I am thankful God has let me live long enough to learn that relationships are the most important part of life. Now I am trying to live that way. I am not always sucessful but I am improving.

Monday, November 17, 2008

How Do You Look at God's Word? part 5


After having progressed through these 5 shortcuts at least to some extent at one time or another, I have come to view the Bible as a story. A story that is true, not some made up legend or myth. It is a large over-arcing story with many smaller stories, which though separate from each other in time and writership still follow a central theme - God and His relationship with those made in His image.

A characteristic of a good story is that it draws its readers into the story and they begin to relate to the characters and the plot. It matters what happens the people in the story and the path of the plot keeps the reader intrigued. It is this relationship with the story and its characters, of which I have become one, that I started using a relational approach to read and study the Bible.

Scot Mcknight describes an incident that happened to him early on in his profession that helps explain this concept. Scot says he asked a wise and gentle professor: "What do you teach?" His reply stunned me: "I teach students. What do you teach?" Scot says about 99% of professors when asked that question will give the subject they teach. Good teachers are teaching students a particular subject matter. They are not teaching a subject to students.

There are a couple of points that result from this viewpoint that I want to mention. The first is that the relational approach distinguishes God from the Bible. I don't have a relationship with the paper and ink that make up the Bible, but I have one with God the author.
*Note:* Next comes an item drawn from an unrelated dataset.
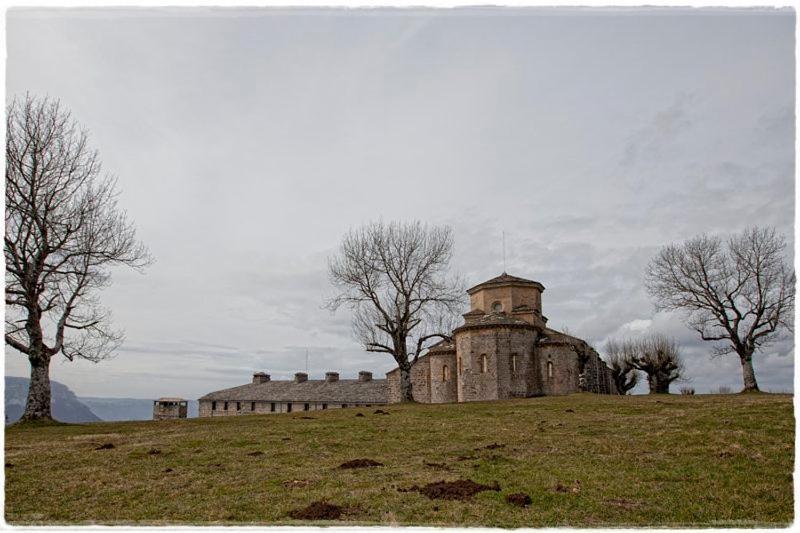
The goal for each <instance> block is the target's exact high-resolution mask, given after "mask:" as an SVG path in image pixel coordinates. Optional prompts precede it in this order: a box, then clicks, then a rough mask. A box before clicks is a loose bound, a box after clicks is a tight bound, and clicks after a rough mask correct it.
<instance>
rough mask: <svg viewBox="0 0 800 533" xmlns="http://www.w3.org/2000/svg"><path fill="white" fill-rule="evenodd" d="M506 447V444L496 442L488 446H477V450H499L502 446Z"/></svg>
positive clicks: (475, 449) (490, 444)
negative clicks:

This is an important distinction. It is through these words written in ink on paper that we learn of the love of God and how to love Him in return, but this book is not God. We have many different translations of which most are very good with a few not so good. I may have doubts, or questions about these different versions and there are ones I prefer for study and some just for reading. But my God is unchanging, He is God. He is not subject to the whims of translators. A further example that this distinction is important is the story of the Red Sea crossing during the exodus from Egypt. A person can study for a lifetime trying to figure out if the Red Sea is really the Reed Sea and consequently was not all that deep, or whether a earthquake in the Mediterranean made the crossing possible and never meet God. The story is about God's leading not the Red Sea.

The second is: the Bible is God's written communication with us. It is similar to a letter I would write to someone I love. The letter is not me, it does not love the person to whom it is addressed but contains words of love from the sender.

Thirdly the relational approach causes me to listen to what God is communicating and to engage in what God is doing.

Scot Mcknight summarizes all this by saying," A relational approach believes our relationship to the Bible is transformed into a relationship with the God who speaks to us in and through the Bible."